Chez les hommes, l’épuisement émotionnel peut être déclenché par des attentes sociales liées à leurs rôles de pourvoyeurs et de protecteurs, qui impliquent souvent un niveau important de responsabilité et de stress lié au travail.
Les résultats révèlent que les hommes qui connaissent une plus grande réussite professionnelle ont également tendance à être plus satisfaits de leurs relations personnelles. Aucune corrélation de ce type n’a été trouvée pour les femmes. Selon les chercheurs, cela suggère que le soutien dans la vie personnelle peut jouer un rôle plus important pour faciliter la réussite professionnelle des hommes que des femmes.

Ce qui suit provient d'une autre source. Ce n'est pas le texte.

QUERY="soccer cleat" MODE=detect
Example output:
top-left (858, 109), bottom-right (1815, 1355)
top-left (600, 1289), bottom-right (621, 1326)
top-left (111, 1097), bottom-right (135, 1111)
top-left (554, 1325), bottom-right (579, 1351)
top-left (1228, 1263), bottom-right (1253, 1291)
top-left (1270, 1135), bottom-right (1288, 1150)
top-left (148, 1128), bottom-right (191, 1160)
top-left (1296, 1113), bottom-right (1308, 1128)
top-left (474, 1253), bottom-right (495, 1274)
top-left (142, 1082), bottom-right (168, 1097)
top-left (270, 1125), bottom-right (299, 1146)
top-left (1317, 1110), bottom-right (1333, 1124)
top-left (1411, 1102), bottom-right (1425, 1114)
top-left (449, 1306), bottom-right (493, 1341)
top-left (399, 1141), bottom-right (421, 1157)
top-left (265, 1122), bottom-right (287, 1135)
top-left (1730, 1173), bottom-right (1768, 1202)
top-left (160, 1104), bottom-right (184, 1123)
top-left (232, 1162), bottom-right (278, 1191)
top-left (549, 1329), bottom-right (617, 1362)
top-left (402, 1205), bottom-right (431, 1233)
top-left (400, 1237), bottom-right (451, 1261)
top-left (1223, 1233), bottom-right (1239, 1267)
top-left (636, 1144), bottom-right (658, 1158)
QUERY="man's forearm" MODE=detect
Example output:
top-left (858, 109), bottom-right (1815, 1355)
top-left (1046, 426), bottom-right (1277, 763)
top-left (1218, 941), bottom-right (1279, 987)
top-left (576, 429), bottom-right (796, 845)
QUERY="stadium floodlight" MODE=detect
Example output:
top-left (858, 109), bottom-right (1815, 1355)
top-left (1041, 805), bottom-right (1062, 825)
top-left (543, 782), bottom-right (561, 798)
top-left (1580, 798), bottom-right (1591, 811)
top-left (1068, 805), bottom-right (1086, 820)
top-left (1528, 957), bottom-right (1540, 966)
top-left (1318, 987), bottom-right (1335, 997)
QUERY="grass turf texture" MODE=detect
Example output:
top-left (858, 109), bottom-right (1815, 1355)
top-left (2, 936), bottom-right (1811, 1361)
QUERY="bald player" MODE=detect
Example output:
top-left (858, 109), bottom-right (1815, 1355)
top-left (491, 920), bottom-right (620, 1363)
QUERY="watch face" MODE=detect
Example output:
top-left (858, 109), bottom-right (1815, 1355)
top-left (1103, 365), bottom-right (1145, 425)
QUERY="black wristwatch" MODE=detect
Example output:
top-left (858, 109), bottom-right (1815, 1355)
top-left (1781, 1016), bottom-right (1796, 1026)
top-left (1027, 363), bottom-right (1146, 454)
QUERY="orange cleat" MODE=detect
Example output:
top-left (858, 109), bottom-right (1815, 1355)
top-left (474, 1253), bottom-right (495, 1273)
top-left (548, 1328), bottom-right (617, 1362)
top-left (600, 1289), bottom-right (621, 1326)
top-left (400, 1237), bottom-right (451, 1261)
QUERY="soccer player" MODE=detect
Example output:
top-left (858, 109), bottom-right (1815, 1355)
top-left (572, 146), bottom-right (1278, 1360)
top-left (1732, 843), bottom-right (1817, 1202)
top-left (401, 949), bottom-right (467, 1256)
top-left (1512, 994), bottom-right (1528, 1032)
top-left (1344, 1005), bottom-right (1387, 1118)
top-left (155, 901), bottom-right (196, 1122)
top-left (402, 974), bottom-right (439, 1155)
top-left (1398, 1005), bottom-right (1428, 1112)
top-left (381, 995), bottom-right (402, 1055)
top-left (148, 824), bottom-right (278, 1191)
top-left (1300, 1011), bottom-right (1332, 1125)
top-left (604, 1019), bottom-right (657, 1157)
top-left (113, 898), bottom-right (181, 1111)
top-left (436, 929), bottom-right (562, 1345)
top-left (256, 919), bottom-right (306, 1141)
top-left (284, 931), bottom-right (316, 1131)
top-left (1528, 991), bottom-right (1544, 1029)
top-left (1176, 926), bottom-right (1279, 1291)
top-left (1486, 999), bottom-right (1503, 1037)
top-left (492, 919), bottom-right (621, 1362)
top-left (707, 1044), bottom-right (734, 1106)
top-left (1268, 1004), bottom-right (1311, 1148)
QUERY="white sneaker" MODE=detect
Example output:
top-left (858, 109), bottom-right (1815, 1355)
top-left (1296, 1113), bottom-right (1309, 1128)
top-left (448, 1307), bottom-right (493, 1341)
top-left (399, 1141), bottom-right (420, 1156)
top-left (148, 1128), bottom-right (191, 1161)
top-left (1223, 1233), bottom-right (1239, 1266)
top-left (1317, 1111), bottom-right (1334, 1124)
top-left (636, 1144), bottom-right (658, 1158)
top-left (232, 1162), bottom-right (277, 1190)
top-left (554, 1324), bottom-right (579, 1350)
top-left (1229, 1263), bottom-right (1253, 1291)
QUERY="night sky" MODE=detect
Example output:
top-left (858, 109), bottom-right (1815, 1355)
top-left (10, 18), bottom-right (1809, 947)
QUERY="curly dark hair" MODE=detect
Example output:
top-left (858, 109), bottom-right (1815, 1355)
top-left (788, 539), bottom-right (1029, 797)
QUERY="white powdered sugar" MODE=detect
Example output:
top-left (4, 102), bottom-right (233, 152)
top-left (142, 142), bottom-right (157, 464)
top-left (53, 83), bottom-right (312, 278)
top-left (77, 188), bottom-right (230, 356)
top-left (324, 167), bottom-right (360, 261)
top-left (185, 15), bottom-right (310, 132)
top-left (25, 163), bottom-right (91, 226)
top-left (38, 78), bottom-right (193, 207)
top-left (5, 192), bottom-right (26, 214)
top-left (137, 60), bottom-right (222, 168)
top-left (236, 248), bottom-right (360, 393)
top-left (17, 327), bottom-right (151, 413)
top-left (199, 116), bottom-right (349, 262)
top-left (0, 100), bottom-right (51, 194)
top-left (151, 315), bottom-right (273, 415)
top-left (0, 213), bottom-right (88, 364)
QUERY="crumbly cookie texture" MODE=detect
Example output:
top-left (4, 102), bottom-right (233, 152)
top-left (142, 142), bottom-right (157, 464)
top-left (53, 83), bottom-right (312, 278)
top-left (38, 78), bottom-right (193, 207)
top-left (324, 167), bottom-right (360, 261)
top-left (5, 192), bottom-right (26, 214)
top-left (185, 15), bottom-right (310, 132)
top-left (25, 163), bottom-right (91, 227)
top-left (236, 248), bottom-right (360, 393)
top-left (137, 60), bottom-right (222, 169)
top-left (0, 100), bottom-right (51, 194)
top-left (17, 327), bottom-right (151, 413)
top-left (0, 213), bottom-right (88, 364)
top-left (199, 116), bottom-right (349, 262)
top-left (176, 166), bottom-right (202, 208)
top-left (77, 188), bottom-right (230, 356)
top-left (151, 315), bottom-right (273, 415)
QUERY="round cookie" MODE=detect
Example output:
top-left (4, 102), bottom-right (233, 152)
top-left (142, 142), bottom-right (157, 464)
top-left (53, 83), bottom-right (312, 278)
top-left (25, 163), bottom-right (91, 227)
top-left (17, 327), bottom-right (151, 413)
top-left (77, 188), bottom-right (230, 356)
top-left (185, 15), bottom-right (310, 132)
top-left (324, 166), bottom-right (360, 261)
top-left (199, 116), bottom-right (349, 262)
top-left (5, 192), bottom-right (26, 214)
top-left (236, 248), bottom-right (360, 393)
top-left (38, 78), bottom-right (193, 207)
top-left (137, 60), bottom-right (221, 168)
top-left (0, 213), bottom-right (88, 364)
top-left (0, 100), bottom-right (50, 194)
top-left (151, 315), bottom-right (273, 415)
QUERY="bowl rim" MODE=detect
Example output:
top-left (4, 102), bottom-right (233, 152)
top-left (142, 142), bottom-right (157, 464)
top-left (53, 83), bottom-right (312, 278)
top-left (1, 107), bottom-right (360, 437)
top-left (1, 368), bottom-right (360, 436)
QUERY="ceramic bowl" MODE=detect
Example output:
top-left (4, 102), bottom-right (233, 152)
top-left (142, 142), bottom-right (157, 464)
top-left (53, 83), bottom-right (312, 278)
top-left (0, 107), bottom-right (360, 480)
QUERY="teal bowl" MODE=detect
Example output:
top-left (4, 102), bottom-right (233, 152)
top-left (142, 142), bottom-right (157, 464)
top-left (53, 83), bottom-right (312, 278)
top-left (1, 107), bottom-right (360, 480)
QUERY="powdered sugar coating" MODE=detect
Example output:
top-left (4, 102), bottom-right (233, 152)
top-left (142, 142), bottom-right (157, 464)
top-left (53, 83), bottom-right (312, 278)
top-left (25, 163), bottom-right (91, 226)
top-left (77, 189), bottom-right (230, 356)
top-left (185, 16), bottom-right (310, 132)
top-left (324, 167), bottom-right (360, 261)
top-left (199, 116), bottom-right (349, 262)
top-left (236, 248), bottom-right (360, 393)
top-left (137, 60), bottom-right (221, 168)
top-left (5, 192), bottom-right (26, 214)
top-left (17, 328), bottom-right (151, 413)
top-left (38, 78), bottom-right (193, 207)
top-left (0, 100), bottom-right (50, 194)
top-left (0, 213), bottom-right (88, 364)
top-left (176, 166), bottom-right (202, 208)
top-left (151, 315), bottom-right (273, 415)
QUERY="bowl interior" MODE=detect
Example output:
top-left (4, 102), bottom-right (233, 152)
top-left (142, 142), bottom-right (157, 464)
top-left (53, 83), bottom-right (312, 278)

«Les personnes souffrant du syndrome d’épuisement professionnel ont souvent du mal à se déconnecter de leur travail et restent donc dans un état de tension constant. Par conséquent, les relations personnelles leur servent de moyen d’échapper aux pressions de la course à la carrière, leur fournissant une source de satisfaction et de soutien. Fait intéressant, cette association n’a été observée que chez les hommes. Cela peut peut-être être attribué aux rôles sociaux traditionnels, où les hommes se voient souvent attribuer une plus grande responsabilité pour réussir leur carrière, ce qui entraîne une pression professionnelle plus élevée », commente Ilya Boulgakov.
Les chercheurs soulignent que pour les organisations, comprendre les aspects spécifiques de l’épuisement professionnel des employés peut constituer un outil précieux pour gérer les situations stressantes et renforcer la motivation.
« Le phénomène de l’épuisement professionnel est multiforme. Les relations personnelles des employés, tant à l’intérieur qu’à l’extérieur de l’organisation, sont non seulement importantes en soi, mais peuvent également être considérées comme des prédicteurs significatifs de l’épuisement professionnel. La façon dont les individus construisent et s’engagent dans les deux relations professionnelles et personnelles, leur comportement et la perception de soi en leur sein, peuvent avoir des implications sur leur autodétermination professionnelle et contribuer finalement à l’expérience de l’épuisement professionnel.Notre étude attire l’attention sur l’importance de mener d’autres recherches sur l’épuisement professionnel, en particulier en ce qui concerne l’identité professionnelle et les subtilités des interactions interpersonnelles sur le lieu de travail », déclare Boulgakov.